Message  Mousseline le Lun 27 Oct 2008 - 4:59

Hervé Bazin

1911-1996

Auteur français, membre de l'Académie Goncourt

Hervé Bazin est surtout connu pour sa triologie autobiographique: Vipère au poing, La mort du petit cheval et Le cri de la chouette, qui raconte sa relation orageuse avec Folcoche, sa mère. D'autres de ses romans portant sur "la vie privée" ont aussi connu du succès : Le Matrimoine, Au nom du fils, Madame Ex... Toutefois, Bazin a aussi publié des oeuvres inspirés de thèmes classiques comme Qui j'ose aimer, un Phèdre à l'envers, ou de sujet sociaux, comme les Bienheureux de la désolation et la Tête contre les murs.




De : Le-réaliste-romantique Envoyé : 2005-12-26 14:55

Un feu dévore un autre feu

Hervé Bazin

1978, Seuil, 222 pages.

Dans un pays non identifié d'Amérique latine, l'armée passe à l'attaque pour renverser le gouvernement socialiste, pourtant légitimement élu. La junte réussit à prendre le pouvoir et la répression est sanglante. Les membres et sympathisants du précédant gouvernement, pouchassés, tentent de fuir. L'ambassade française peut être un refuge, mais la police l'encercle bien rapidement. Manuel, leader militant, une des figures les plus recherchées, ne peut s'y rendre. Il trouve refuge chez un employé de l'ambassade, mais il devra vivre dans la plus complète clandestinité, sans alarmer les voisins, les patrouilles, les sentinelles ni même le fils de la famille. De plus, le fugitif n'est pas seul: Maria l'accompagne: ce couple ne se connaît que depuis peu, les sentiments amoureux sont frais, mais forts. Maria, malgré que sa famille ait été massacrée, ne devrait pourtant pas être inquiétée par la junte, mais choisit néanmoins de suivre son amoureux traqué. Ils devront apprendre à se connaître, forcés de vivre dans la promuscuité et l'angoisse. Les beaux sentiments sont mis à l'épreuve par les événements.

Le titre provient de Roméo et Juliette, et ce n'est pas gratuit. Manuel et Maria rappellent le célèbre couple, déchiré par des forces extérieures. L'histoire est passionnante et enlevante.

4/5

le réaliste-romantique




De : ThomThom12932 Envoyé : 2006-02-02 10:11

"La tête contre les murs" (Le Livre de Poche, 1949)

Hervé Bazin m'a toujours posé un problème. Je l'ai dit plus haut, j'ai eu l'occasion de rencontrer ce grand écrivain à plusieurs reprises lorsque j'étais enfants, et ces rencontres font parties des choses qui firent naître chez moi une "vocation littéraire". Le probème c'est qu'en lisant ces livres à présent que je suis adulte, je me rends compte que c'est une littérature affreusement traditionnelle que je ne lirais probablement pas s'il ne s'agissait pas de lui. Tout simplement parce que le style de Bazin, je ne le trouve pas fulgurant. Je le trouve...banal ? Disons : classique. Archi classique.
Et pourtant, par une étrange magie qu'on pourrait peut-être appeler "talent", chaque fois que j'en lis, je retombe dans le panneau et je le dévore d'une traite.

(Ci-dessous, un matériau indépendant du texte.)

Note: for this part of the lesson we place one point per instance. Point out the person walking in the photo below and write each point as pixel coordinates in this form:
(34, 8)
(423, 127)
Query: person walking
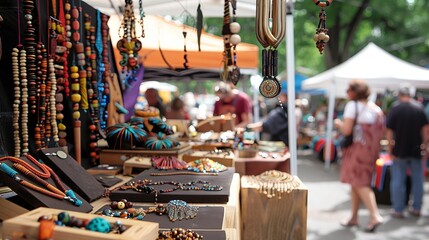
(365, 120)
(234, 102)
(407, 132)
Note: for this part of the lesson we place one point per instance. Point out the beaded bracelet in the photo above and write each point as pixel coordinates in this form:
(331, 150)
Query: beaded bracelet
(175, 210)
(321, 37)
(97, 224)
(179, 233)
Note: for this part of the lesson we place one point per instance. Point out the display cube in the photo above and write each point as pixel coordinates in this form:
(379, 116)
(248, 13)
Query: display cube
(26, 226)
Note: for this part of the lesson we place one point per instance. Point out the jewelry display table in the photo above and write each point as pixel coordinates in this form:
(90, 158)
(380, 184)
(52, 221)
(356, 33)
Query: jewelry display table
(26, 226)
(231, 209)
(262, 162)
(266, 216)
(117, 157)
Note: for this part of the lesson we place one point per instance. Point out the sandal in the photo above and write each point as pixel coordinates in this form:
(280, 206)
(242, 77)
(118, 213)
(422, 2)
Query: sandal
(415, 213)
(373, 227)
(395, 214)
(349, 224)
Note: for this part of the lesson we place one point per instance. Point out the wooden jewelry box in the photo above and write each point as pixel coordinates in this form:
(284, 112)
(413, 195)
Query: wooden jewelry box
(26, 226)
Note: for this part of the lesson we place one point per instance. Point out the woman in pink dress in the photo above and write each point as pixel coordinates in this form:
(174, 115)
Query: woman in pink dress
(358, 161)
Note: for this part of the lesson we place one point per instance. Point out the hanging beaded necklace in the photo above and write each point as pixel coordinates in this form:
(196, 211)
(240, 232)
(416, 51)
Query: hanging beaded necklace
(106, 75)
(45, 172)
(129, 45)
(274, 183)
(91, 72)
(42, 67)
(321, 37)
(29, 85)
(78, 60)
(29, 44)
(18, 72)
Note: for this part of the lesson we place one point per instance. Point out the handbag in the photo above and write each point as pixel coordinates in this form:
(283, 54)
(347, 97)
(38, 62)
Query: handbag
(347, 141)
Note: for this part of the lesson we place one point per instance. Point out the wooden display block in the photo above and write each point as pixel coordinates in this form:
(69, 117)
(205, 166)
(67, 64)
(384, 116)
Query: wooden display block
(136, 162)
(273, 218)
(72, 173)
(26, 226)
(118, 157)
(225, 158)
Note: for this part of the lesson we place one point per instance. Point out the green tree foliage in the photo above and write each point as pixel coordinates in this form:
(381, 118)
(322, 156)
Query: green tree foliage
(398, 26)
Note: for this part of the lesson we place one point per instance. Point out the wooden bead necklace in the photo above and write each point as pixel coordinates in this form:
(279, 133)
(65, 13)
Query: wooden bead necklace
(321, 37)
(63, 219)
(231, 39)
(180, 234)
(42, 66)
(206, 165)
(91, 72)
(106, 78)
(29, 44)
(270, 38)
(128, 45)
(18, 68)
(45, 172)
(58, 34)
(77, 75)
(16, 52)
(175, 210)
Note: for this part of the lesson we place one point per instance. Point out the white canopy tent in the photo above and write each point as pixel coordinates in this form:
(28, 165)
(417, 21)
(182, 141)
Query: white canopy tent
(215, 8)
(377, 67)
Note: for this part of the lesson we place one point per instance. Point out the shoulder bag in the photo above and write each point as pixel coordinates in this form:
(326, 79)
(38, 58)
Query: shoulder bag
(347, 141)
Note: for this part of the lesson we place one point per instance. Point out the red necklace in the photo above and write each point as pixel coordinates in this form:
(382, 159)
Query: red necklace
(45, 172)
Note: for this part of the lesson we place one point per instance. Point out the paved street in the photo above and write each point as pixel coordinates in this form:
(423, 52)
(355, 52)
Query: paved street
(328, 204)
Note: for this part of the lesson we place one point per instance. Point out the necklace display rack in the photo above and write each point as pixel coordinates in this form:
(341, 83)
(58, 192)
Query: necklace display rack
(279, 196)
(223, 180)
(72, 173)
(37, 198)
(27, 226)
(270, 38)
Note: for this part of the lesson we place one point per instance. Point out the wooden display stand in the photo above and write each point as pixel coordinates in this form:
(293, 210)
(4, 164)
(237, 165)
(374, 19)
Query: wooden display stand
(117, 157)
(26, 226)
(273, 218)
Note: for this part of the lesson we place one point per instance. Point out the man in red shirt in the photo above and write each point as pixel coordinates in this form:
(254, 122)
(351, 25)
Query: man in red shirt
(234, 102)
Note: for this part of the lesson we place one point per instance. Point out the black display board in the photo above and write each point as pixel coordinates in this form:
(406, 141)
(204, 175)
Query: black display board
(207, 218)
(72, 173)
(36, 199)
(224, 179)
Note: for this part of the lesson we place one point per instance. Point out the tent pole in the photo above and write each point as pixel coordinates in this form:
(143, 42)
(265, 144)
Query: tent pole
(329, 125)
(290, 71)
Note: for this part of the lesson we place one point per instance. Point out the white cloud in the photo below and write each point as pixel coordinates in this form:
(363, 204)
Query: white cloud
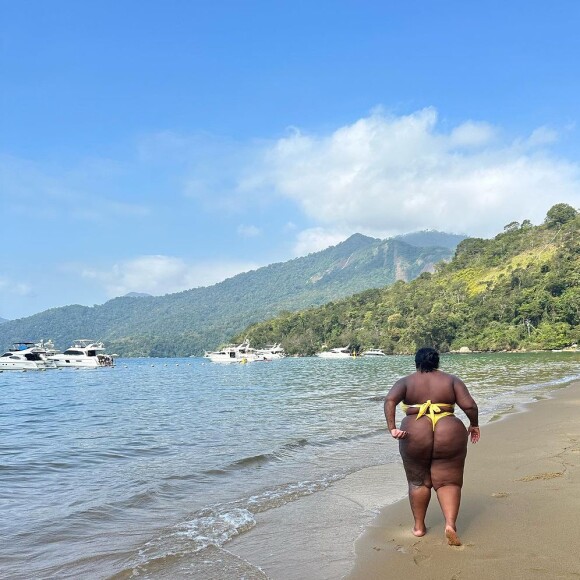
(384, 175)
(249, 231)
(316, 239)
(160, 275)
(12, 287)
(79, 193)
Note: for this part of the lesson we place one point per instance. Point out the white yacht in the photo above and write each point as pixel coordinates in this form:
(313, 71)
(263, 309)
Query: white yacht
(271, 351)
(373, 352)
(340, 352)
(83, 353)
(241, 353)
(25, 356)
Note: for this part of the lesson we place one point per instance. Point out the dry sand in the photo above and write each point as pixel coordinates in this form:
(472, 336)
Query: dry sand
(520, 512)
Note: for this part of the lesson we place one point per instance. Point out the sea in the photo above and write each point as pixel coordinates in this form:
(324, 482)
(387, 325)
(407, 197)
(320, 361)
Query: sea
(183, 468)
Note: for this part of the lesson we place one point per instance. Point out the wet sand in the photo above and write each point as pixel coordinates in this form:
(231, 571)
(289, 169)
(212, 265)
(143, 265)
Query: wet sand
(520, 510)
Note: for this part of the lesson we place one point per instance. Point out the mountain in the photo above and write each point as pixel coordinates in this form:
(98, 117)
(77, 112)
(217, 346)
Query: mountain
(434, 238)
(519, 290)
(200, 319)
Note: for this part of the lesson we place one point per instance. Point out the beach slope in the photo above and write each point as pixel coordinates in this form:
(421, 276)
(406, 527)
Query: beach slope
(520, 512)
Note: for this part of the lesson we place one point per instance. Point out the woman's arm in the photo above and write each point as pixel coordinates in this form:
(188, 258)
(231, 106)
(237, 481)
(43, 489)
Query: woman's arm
(468, 406)
(393, 398)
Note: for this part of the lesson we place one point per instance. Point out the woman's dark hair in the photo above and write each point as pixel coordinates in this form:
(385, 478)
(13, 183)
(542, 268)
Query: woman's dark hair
(426, 359)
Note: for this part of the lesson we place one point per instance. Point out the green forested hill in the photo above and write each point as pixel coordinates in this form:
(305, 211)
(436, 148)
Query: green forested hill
(188, 322)
(518, 290)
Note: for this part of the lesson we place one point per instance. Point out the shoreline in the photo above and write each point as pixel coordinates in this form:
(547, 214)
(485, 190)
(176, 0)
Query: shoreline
(519, 510)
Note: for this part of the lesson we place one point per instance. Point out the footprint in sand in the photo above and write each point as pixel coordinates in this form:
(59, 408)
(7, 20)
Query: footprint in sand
(545, 475)
(420, 559)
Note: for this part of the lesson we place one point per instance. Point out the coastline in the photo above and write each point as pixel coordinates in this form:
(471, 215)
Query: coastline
(519, 511)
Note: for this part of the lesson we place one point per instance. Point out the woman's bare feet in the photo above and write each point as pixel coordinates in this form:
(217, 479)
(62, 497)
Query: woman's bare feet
(452, 537)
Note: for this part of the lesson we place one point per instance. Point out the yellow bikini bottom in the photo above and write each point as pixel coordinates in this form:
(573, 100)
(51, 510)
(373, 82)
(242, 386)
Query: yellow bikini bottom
(431, 410)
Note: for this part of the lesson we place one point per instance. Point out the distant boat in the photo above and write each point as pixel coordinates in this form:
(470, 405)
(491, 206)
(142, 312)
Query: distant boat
(231, 353)
(25, 356)
(83, 353)
(373, 352)
(339, 352)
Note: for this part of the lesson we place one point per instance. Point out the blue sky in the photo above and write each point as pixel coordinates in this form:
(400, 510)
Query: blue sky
(156, 146)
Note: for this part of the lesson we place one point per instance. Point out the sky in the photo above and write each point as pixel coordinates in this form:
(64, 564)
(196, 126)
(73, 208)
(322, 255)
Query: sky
(158, 146)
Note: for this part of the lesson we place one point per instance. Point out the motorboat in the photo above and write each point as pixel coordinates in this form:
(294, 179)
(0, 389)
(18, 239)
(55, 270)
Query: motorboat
(231, 353)
(25, 356)
(83, 353)
(373, 352)
(271, 351)
(339, 352)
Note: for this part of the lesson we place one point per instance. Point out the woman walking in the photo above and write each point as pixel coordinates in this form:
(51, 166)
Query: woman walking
(432, 441)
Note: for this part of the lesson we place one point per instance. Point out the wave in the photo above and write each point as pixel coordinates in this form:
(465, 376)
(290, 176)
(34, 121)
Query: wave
(214, 526)
(287, 450)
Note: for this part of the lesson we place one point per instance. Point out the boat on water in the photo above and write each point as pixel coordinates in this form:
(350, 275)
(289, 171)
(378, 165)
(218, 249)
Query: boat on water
(339, 352)
(373, 352)
(25, 356)
(231, 353)
(84, 353)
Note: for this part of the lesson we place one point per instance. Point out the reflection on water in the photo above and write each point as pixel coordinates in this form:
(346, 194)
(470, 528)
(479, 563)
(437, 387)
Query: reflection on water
(109, 469)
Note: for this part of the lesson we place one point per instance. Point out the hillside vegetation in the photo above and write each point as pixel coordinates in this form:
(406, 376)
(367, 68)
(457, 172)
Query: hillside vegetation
(200, 319)
(519, 290)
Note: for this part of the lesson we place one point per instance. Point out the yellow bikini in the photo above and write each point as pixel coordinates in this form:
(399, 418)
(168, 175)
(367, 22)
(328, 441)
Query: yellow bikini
(431, 410)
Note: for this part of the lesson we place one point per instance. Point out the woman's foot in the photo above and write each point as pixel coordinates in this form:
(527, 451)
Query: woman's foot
(452, 537)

"La tête contre les murs", donc, où l'histoire d'une jeune homme totalement paumé qui fait à peut-être toutes les conneries possibles et imaginables, et passera sa vie entre internements et incarcérations.
Le début du livre, avec cet internement, ce passage dans ce qu'on appelle déjà en 49 "hopital psychiatrique" mais évoque bien plus les asiles du siècle précédent, est remarquable. Bien que publié il y a 55 ans, le texte n'a pas pris une ride, dans la forme comme dans le fond : tout ça existe toujours. Cette propension de la société à considérer toute personne marginale comme aliénée, c'est encore d'actualité, en France, en 2006. Les cliniques psychiatriques n'ont guère changées depuis l'époque, et l'entrée en matière de l'ouvrage rappelle furieusement de le début de "Bye-Bye Blondie" de Virginie Despentes. Le style et l'époques diffèrent bien sûr, mais pas les faits en eux même. Des passages comme celui-ci font d'autant plus froid dans le dos qu'on pourrait très bien les entendre prononcer aujourd'hui :

"Arthur Gérane est un de ces garçons abonnés aux fugues, aux coups de têtes et même aux sales coups, un de ces inadaptés qui prennent soit le chemin de l'asile, soit celui de la prison, et n'en sortent que pour y rentrer six mois plus tard [...] ...ses frasques reviennent à intervalles réguliers : facheux indice !"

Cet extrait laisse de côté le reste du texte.